To avoid the fruitless arguments over religion versus science, Armstrong makes two recommendations. First, she writes to the atheists that there is "no use magisterially weighing up the teachings of religion to judge their truth or falsehood before embarking on a religious way of life. You will discover their truth--- or lack of it--- only if you translate these doctrines into ritual or ethical action." Well, this first one doesn't make any sense. How do you judge the "truth" of a ritual? And ethical "truths" are notoriously slippery and culture bound notions whose "truth" seems to depend on "feeling" more than on anything else. No atheist is likely to "embark" on a religious life style to discover religious "truths", especially when they already think there are no truths to be found. There are too many religions fighting not only among themselves but also internally with their own sects, as to make it seem a most unlikely prospect for an atheist.
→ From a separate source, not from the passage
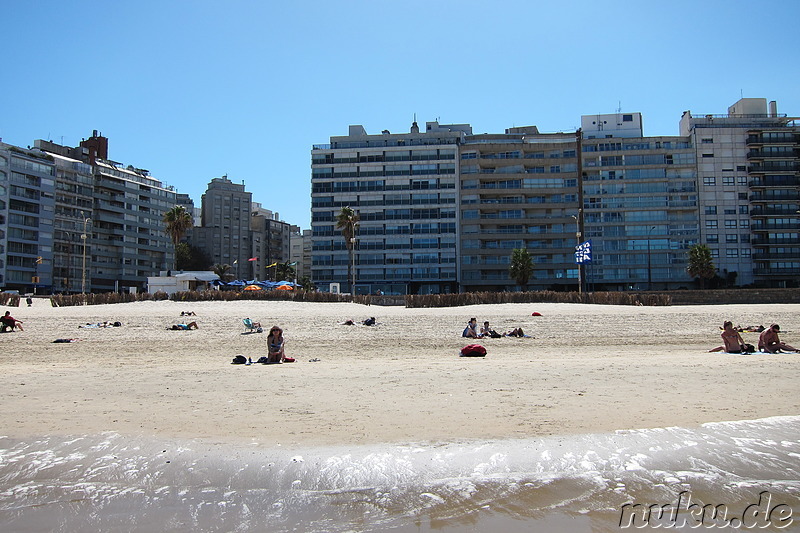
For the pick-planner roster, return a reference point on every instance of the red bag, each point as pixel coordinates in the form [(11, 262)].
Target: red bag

Second, the fundamentalists and literalists are told to go back to the old time pre-modern religious outlook that recognized that "revealed truth was symbolic, that Scripture could not be interpreted literally.... [that] revelation was not an event that had happened once in the distant past but was an ongoing, creative process that required human ingenuity." This will go over like a lead balloon, especially with those who think revelation ended with Moses and a few Old Testament prophets, or with the New Testament, or the Koran. But atheists will agree that "human ingenuity" is the bases of revelation.
The reviewer also has doubts about Armstrong's views and mentions that rather than having her liberal outlook the old Christian sages [and others too] "were fiercely dogmatic." Some of them, Augustine for example, may not have been 100% Biblical dogmatists (with respect to Genesis for example) but still held literalist views as well (the Resurrection).
I have to conclude that Armstrong's God will have little appeal to most people who believe in religion-- especially since he is "mythic" and dependent on "human ingenuity." I think her case for God fails and the time one might spend in reading her book could be more profitably utilized in reading Spinoza.